1,*Department of Pharmaceutics, JSS College of Pharmacy, JSS Academy of Higher Education and Research, Mysuru 570015, Karnataka, India
Email: dvgowda@jssuni.edu.in
Received: 06 Feb 2021, Revised and Accepted: 22 Jun 2021
ABSTRACT
Objective: The purpose of this study was to develop and evaluate methotrexate-loaded nanoemulgel for topical delivery in the management of rheumatoid arthritis.
Methods: Based on nanoemulsion composition, the pseudo ternary phase diagram was fabricated by using peanut oil, Tween 20 as the surfactant, and PEG 400 being used as a co-surfactant. The methotrexate-loaded nanoemulsion was formulated by using the spontaneous emulsification method. Badam gum was used as a gel matrix in the prepared nanoemulsion to form nanoemulgel. The methotrexate-loaded nanoemulgel was characterized and evaluated for pH, particle size, physical appearance, viscosity, spreadability, TEM, drug content, diffusion study, release kinetics, and stability studies.

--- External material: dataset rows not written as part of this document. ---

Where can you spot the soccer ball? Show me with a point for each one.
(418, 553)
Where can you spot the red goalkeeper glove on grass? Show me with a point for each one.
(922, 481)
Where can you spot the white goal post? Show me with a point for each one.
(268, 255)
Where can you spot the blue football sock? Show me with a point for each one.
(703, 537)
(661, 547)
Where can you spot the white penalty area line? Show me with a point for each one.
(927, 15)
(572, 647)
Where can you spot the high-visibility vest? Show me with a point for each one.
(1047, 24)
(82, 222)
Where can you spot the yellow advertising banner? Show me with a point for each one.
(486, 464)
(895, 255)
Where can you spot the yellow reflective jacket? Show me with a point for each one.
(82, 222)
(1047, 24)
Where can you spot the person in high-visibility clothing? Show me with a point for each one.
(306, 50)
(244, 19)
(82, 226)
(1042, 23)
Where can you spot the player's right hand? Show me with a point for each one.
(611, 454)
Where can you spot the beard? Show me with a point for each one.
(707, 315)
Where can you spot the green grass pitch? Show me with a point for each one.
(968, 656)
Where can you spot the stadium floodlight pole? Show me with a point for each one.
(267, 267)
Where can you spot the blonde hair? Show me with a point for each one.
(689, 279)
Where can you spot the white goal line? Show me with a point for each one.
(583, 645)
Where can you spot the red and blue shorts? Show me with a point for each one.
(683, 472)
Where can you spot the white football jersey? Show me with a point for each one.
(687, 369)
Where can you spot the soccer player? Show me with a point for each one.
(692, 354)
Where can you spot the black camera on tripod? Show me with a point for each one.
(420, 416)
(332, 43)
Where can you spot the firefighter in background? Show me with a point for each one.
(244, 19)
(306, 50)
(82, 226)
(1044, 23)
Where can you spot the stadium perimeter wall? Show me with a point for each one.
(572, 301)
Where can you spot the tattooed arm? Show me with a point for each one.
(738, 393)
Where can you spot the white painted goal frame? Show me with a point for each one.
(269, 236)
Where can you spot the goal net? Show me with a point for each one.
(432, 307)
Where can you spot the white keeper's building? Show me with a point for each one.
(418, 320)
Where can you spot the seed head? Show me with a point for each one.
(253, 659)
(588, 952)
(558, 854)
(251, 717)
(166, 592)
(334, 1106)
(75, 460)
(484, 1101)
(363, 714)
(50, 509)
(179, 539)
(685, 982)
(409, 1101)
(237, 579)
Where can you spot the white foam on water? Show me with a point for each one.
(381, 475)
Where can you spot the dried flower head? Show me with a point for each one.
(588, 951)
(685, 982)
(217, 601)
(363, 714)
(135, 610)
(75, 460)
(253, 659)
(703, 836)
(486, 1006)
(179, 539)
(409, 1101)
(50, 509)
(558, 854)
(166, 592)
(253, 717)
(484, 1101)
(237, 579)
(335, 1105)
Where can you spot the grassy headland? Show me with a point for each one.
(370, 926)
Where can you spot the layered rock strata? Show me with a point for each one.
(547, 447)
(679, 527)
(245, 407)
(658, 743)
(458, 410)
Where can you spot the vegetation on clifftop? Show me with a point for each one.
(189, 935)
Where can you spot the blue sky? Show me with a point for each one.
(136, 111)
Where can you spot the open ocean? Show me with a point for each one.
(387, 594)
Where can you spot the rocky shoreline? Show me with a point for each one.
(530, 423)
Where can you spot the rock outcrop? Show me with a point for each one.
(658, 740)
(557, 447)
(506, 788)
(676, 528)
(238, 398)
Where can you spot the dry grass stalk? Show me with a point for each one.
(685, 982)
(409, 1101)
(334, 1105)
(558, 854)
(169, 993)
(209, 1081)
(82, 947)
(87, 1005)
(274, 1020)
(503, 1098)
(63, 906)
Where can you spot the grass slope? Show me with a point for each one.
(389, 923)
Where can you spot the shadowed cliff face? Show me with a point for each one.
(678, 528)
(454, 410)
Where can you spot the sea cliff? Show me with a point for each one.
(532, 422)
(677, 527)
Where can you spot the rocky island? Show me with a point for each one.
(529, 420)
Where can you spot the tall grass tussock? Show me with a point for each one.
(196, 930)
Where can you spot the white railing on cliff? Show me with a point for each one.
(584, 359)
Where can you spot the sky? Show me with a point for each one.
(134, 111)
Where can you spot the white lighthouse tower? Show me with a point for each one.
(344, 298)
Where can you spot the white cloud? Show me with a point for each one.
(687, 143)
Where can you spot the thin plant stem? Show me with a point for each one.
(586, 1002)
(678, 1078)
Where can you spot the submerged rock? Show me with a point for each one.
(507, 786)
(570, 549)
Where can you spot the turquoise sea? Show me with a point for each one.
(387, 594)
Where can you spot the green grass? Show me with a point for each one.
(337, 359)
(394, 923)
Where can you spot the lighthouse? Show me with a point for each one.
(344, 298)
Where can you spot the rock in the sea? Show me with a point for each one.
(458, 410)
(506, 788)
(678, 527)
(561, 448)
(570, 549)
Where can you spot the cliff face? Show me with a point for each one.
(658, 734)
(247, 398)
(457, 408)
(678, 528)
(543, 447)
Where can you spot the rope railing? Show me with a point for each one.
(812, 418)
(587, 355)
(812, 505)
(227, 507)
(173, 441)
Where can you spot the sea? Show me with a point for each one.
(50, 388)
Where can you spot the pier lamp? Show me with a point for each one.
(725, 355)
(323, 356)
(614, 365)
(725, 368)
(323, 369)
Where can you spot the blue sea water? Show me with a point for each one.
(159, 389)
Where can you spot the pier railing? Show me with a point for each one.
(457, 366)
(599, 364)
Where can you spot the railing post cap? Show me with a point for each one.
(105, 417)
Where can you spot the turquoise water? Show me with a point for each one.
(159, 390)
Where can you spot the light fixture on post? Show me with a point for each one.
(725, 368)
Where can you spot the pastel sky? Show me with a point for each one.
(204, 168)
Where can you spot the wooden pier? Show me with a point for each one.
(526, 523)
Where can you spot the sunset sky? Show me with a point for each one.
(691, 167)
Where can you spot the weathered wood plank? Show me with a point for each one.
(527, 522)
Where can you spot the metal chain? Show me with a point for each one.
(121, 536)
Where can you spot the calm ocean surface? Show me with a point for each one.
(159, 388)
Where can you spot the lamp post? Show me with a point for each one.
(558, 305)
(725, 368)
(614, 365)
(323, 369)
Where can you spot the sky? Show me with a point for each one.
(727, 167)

Results: The nanoemulgel constituting 8.6% peanut oil, 34.4% of Tween 20 and PEG 400 as Smix (surfactant and co-surfactant mixture), 43% water, and 12.5% w/w badam gum was concluded as optimized formulation. The prepared nanoemulgel was translucent in nature having a particle size of 195.1 nm and zeta potential of-0.278mV. Drug content and drug release for the optimized formulation were found to be 98.11±0.34% and 95.11±0.02% respectively. pH, viscosity, and spreadability were found to be optimum. Stability study data showed that the prepared nanoemulgel was stable at different temperatures varying from-25 to+45 °C.
Conclusion: Methotrexate-loaded nanoemulgel has been successfully formulated for topical drug delivery for the management of rheumatoid arthritis.
Keywords: Methotrexate, Nanoemulgel, Rheumatoid arthritis, Topical delivery, Peanut oil
© 2021 The Authors. Published by Innovare Academic Sciences Pvt Ltd. This is an open access article under the CC BY license (https://creativecommons.org/licenses/by/4.0/)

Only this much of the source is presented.